Tudo isto não passa de uma gigantesca operação para os mais ricos continuarem a enriquecer numa altura em que a produção de riqueza já não pode crescer e portanto eles viraram-se para a predação da riqueza existente - noutras palavras, estão a ir-nos aos bolsos como podem, até nos levarem de volta aos tempos de Jesus Cristo. Só pararão quando não tivermos nem um tostão nos bolsos.

Anónimo disse...

Basta disto, entendam antes que factores económicos são reversiveis, o nosso povo é que não é se a sua identidade nacional for destruída... precisamos do Portugal eterno de volta:

http://www.youtube.com/watch?v=Q_qGldzphcI

UFO disse...

Anónimo: já lá pus o meu comentário.
Os meus tios tiveram de emigrar devido à farta pobreza em Portugal. Ponha-se a jeito e rebento-lhe a skin e a head. Modelos do passado servem ao passado, aos livros de História.

alf disse...

UFO

Como o Dr. Jordan referiu, uma sociedade constroi-se quando o interesse individual imediato se subordina ao interesse colectivo; quando isso deixa de acontecer, as pessoas tornam-se predadores da sociedade e dão cabo dela.

para que o interesse colectivo predomine, é necessário um processo eficiente; doutra forma a sociedade sucumbe vítima da predação individual

O que distingue as diferentes civilizações da actualidade é a forma como se consegue submeter o interesse individual imediato ao colectivo.
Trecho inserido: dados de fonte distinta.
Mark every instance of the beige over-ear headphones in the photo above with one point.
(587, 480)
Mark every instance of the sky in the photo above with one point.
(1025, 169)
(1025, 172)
Nas democracias como a Alemã ou a Francesa, isso consegue-se associando um forte sentido do interesse colectivo - um chauvinismo - a regras claras e impiedosamente fiscalizadas.

A Lei é poderosa nesses países, os prevaricadores são faltamente punidos - se alguém puser um pacote de leite na reciclagem sem o lavar primeiro, um inquérito é aberto e o responsável leva uma multa pesada.

Em Portugal, os predadores tomaram conta do país - as regras são mal feitas e ninguém fiscaliza a sua aplicação. Falta autoridade.

Assim, não vamos a lado nenhum.

Como é que saímos daqui?

É natural que as pessoas vão buscar a única solução que conhecem.

Aliás, os fascismos não surgem porque uns malandros resolveram tomar conta do poder por motivos inconfessáveis mas ao contrário - surgem como forma de travar a predação da sociedade.

Muitas das pessoas da geração dos nossos pais e avós beneficiou do salazarismo, que acabou com muita da predação que existia e existe de novo; por isso é natural que os seus filhos e netos pensem que isso é uma solução.

E a questão é que é mesmo preciso uma solução para acabar com a predação. E se nós não tomamos a peito o combate aos predadores, se continuamos a pactuar com eles para não nos chatearmos, teremos que aceitar uma solução fascista ou nazi porque não há outra.

É isso que a Merkel e o Sarkozy andam a dizer. E com alguma razão. Não podem consentir que os predadores que se instalaram no Sul degradem a sociedade europeia.